Ficamos calados, observando, Henri ajoelhou-se no chão e colocou a mão atras da cabeça, a caminhonete parou a menos de 10 metros de distancia, desceram 5 caras como os de antes, todos de preto foi ai que percebi o que estava acontecendo e foi como ligar um computador, meu corpo entrou em estado de adrenalina pura.

–Eu me rendo! - gritou Henri, fiquei perplexa, Kris tentou gritar, mas tampei sua boca, mesmo assim me deu a mesma sensação.
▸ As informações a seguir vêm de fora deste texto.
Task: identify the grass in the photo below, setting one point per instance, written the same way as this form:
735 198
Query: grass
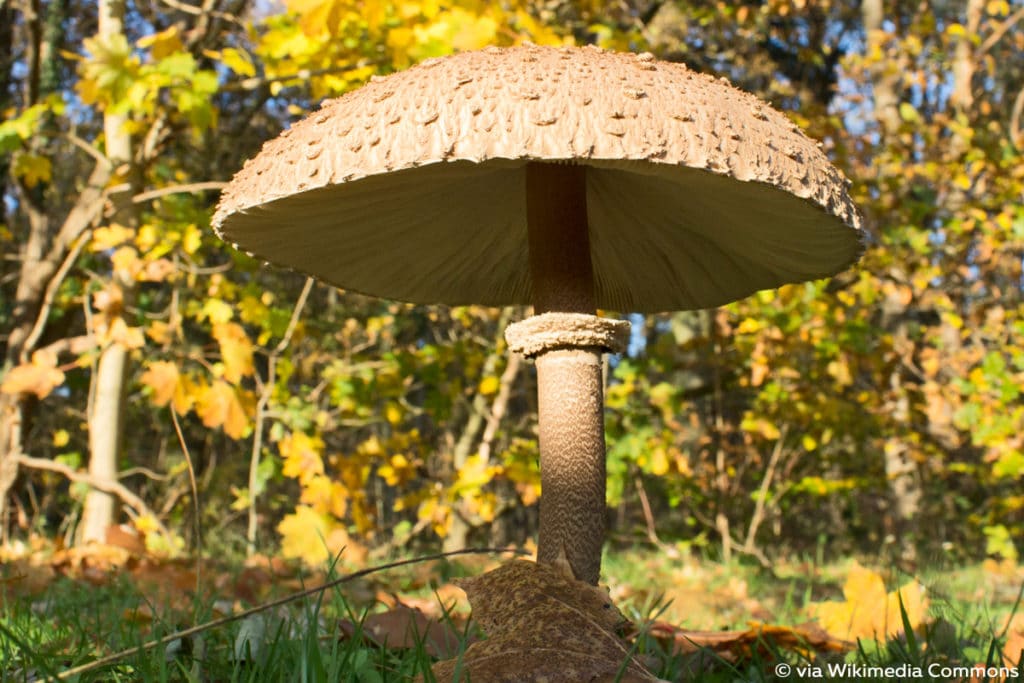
72 623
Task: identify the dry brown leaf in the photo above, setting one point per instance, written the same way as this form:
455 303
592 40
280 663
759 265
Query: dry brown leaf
543 625
406 628
163 377
39 377
735 645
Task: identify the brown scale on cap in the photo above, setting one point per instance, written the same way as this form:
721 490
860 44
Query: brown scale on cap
427 165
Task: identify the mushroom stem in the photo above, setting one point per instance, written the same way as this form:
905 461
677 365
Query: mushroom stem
570 401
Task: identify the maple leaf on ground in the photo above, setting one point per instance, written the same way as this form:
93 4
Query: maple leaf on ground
868 611
407 628
759 639
543 625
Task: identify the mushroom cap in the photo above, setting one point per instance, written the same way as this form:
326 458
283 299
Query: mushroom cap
413 186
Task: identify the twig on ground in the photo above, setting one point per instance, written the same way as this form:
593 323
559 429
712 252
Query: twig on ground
144 647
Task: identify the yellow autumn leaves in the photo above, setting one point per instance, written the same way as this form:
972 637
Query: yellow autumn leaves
868 611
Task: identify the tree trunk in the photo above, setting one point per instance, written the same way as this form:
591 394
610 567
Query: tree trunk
107 411
901 470
458 536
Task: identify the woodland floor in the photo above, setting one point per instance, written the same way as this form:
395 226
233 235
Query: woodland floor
695 620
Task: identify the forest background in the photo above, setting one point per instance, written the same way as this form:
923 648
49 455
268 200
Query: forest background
877 413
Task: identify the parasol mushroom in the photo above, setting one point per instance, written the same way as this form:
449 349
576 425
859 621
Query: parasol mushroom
568 178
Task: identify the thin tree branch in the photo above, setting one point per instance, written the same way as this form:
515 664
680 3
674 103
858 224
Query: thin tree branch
50 294
261 413
113 487
195 487
1016 132
296 313
1000 31
177 189
759 506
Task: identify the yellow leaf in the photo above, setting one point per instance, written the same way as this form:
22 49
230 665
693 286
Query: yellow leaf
192 240
472 476
159 332
126 262
33 169
60 438
39 377
488 385
392 413
325 496
868 611
658 462
997 7
216 311
315 539
220 406
236 350
749 326
302 457
162 378
239 61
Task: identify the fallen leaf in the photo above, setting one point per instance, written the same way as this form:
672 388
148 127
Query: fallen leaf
868 611
543 625
407 628
759 638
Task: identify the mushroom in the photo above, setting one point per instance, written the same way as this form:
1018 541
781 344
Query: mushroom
568 178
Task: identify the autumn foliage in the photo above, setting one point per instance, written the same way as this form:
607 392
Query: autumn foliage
880 410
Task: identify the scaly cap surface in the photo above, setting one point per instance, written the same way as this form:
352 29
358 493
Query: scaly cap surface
412 187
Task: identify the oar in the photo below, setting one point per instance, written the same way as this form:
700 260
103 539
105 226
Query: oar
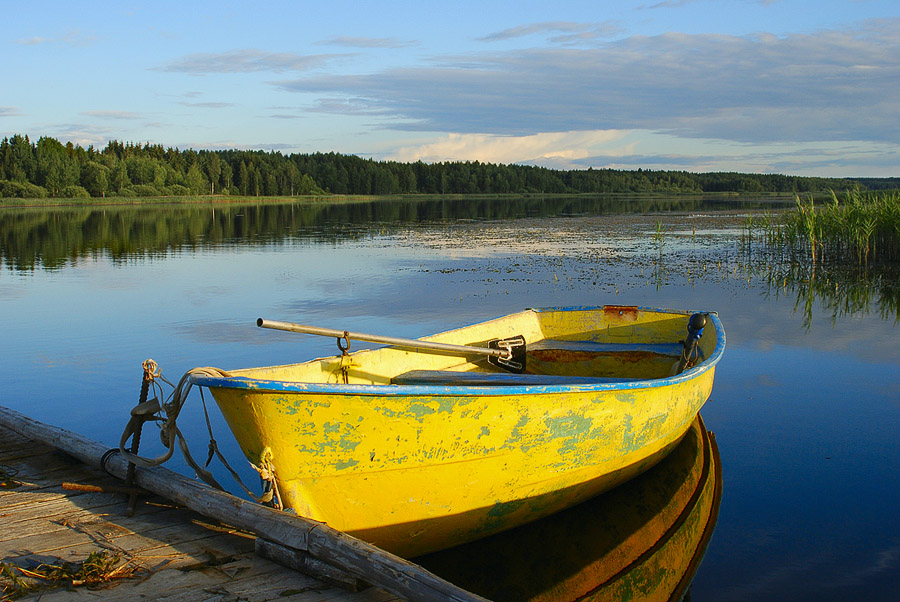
508 354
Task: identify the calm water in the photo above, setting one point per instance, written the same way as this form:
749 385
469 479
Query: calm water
806 406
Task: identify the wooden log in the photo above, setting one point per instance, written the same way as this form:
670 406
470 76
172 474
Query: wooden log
357 558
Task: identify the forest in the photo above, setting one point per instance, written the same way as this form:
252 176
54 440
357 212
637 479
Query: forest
49 168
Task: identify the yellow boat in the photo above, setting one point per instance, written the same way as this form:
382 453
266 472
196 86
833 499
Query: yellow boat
426 446
644 540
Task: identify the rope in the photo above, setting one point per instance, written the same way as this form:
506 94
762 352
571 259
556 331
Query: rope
166 415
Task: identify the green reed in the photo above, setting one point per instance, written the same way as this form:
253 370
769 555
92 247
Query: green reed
863 227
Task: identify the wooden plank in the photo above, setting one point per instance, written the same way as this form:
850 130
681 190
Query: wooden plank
356 557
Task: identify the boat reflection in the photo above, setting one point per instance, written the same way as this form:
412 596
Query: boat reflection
641 541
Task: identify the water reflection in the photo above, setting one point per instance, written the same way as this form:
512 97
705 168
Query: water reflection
641 541
32 238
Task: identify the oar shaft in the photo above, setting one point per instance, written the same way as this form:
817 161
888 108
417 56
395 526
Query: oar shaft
386 340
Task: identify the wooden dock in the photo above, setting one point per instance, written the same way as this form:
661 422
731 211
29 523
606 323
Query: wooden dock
165 552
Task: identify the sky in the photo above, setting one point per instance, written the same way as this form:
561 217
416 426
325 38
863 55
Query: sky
800 87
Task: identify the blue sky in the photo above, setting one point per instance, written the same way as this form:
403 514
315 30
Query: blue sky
806 87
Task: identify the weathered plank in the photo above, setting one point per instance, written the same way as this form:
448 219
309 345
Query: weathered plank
355 557
183 556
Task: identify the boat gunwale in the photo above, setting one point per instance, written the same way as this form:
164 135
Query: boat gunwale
394 390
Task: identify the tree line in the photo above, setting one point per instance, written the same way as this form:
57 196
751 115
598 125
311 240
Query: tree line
48 168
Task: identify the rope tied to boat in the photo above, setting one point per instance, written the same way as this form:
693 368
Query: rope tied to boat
165 415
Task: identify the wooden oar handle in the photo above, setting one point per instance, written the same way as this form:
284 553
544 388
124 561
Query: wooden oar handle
372 338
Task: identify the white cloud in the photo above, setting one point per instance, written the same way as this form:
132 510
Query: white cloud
831 85
543 148
247 61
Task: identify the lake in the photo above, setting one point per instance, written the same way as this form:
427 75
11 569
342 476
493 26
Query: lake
805 408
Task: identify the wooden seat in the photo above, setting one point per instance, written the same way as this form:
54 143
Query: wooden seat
494 379
673 349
Henri só podia ter enlouquecido.

– Ele tinha nos avisado que você iria se render, tambem disse para tomarmos cuidado porque você era muito esperto - disse o capanga que ia a frente

– Não tem pegadinha, só cansei de correr de vocês, e perdi a pessoa que mais amei nessa terra, porque fui imprudente e um idiota, não mereço a vida- a voz de Henri pela primeira vez estava chorosa, desconfiante, triste.

Os capangas se aproximaram de Henri e o prenderam no pescoço com uma especia de coleira, mas ela apitava e piscava uma luz azul e era feita de um metal diferente, foi ai que ouvi o grito:

– Corre pro carro- não havia nem esperado ele terminar de falar, a adrenalina estava forte no sangue, me vi correndo em direção ao carro e atras vindo Kris.

– Eu dirijo - gritei

– OK- disse Kris

Entrei no carro contudo, dei partida e pisei no acelerador, não notei nem o Kris entrando do lado do passageiro, fui com o carro em direção a Henri quando ouvi ele gritar:

– Não! Fuja, vão para o norte, a cidade de Bita, procurem por Zerui, ele ira ajudar vocês.

–Não, não vamos te deixar aqui- disse Kris com os olhos cheios d'agua

Não esperei duas vezes dei a ré com o carro e segui a estrada, os capangas ficaram com cara de bobos, não sabiam se iam atrás de nos ou se ficavam com o Henri aproveitei da situação e acelerei o máximo possível.

Já havia uns 20 minutos que estávamos na estrada e o Kris não tinha dito uma palavra se quer ou ao menos um som, estava usando a arma que seu pai mais gostava, o silencio

– Me desculpa! Eu não queria te-lo deixado, só me veio na mente cumprir o que ele mandou, me desculpa? - Falei

– A culpa não é sua Ka, é que eu já devia ter me acostumado, meu pai sempre foi assim, se entrega no lugar de um ente querido, isso pode leva-lo a morte mas ele não liga, e o pior é que se ele tinha um plano em mente, não me avisou e nós sempre contamos tudo um para o outro.

– Nos vamos salvar seu pai, eu prometo!